NEW YORK—Queens Borough President Melinda Katz celebrated her victory over opponent Tiffany Cabán on Aug. 7, as the Democratic nominee for Queens district attorney.
“I think that I have a job to do for the people of Queens,” said Katz at a press conference in Queens. “I was duly elected by a plurality of this borough after a very long election day that’s finally come to an end. We will make sure that there is justice and equity in this borough.”
Cabán, a democratic socialist endorsed by AOC, had appeared to win the election on June 25, but a recount found thousands of outstanding affidavit and absentee ballots that made Katz the winner.
Drawn Out Process
Following a manual recount conducted by the New York City Board of Elections, Cabán’s campaign filed a lawsuit to challenge the invalidated ballots. Approximately 100 disqualified ballots were denied reinstatement by a judge, with the final count showing Katz winning by 55 votes.
“The rhetoric is done, the campaign is done,” said Katz. “And it is now time to turn to real work that needs to happen here in the borough of Queens.”
Cabán was pushing for progressive policies including ending cash bail and decriminalizing prostitution. Both democratic candidates were pushing for criminal justice reform.
After conceding to Katz, Cabán said on Twitter, “There is still so much work to be done here in Queens—and you better believe I’m going to keep fighting.”
There is still so much work to be done here in Queens —and you better believe I’m going to keep fighting.
We need to end solitary confinement, reform our parole system, repeal 50-A, and break the cycle of mass incarceration.
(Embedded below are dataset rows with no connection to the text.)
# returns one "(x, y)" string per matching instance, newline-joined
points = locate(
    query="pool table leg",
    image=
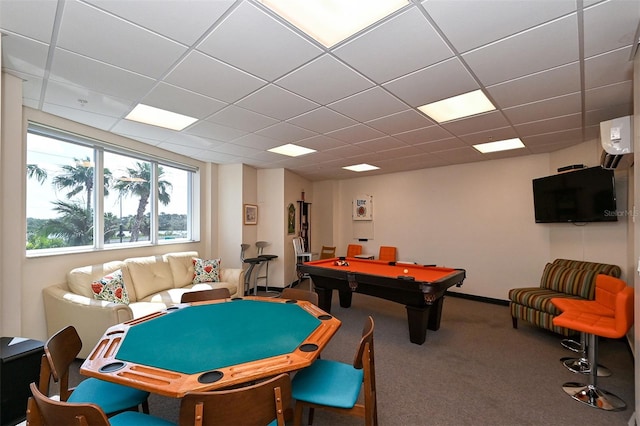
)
(324, 298)
(422, 318)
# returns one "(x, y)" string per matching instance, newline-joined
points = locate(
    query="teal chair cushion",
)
(108, 396)
(135, 418)
(329, 383)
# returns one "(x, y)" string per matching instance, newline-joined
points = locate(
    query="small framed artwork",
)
(250, 214)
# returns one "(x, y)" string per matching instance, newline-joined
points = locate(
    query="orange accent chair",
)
(387, 253)
(354, 250)
(610, 315)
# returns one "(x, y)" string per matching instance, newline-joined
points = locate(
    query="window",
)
(85, 194)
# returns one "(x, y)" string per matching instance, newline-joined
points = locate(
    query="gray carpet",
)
(476, 370)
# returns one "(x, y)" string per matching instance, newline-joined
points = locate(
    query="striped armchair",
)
(563, 278)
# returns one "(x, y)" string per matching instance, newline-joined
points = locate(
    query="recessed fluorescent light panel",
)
(291, 150)
(331, 21)
(361, 168)
(496, 146)
(159, 117)
(460, 106)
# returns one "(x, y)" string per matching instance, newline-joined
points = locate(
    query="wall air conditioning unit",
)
(616, 137)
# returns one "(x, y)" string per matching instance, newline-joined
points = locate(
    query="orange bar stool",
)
(596, 325)
(604, 304)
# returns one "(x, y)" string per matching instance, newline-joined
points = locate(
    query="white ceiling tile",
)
(614, 94)
(210, 77)
(24, 55)
(181, 101)
(86, 100)
(610, 25)
(41, 15)
(99, 121)
(167, 16)
(381, 57)
(598, 70)
(98, 35)
(434, 83)
(330, 80)
(369, 105)
(400, 122)
(543, 85)
(548, 108)
(214, 131)
(243, 119)
(276, 102)
(527, 52)
(469, 24)
(253, 41)
(357, 133)
(286, 132)
(322, 120)
(70, 68)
— Tiffany Cabán (@CabanForQueens) August 7, 2019
“One thing that worries me enormously is recidivism that happens when people don’t get the help that they actually need in order to go back into the world, find great jobs and make sure that they can support their families through legal means of work,” said Katz. “And we are going to work towards that at the DA’s office.”
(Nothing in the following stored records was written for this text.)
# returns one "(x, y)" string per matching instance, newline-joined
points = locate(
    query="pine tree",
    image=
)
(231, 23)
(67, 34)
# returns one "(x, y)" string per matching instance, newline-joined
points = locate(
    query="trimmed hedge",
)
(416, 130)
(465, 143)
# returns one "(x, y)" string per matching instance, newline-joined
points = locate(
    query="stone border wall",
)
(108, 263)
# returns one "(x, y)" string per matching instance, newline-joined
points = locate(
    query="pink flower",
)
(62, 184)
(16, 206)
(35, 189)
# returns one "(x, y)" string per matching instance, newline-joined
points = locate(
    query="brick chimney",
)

Katz says as District Attorney it is crucial to form deep ties and relationships with community organizations including cure-violence groups, mental health clinics, and workforce development groups, in order to get it right.
Katz thanked Cabán in a statement for bringing closure to a “long and hard-fought race.”
“Too often, the process of primary campaigns obscures the vast commonalities we share as Democrats and reformers,” said Katz in her statement. “We all want a safe Queens where everyone is treated equally.”
After a narrow victory, Katz will run in the general election in November to fill the seat left open by former District Attorney Richard Brown, who died in May.
“We need to get working, reform the office, get the justice reforms in place, and make sure we keep our families safe here in the boroughs of Queens,” said Katz.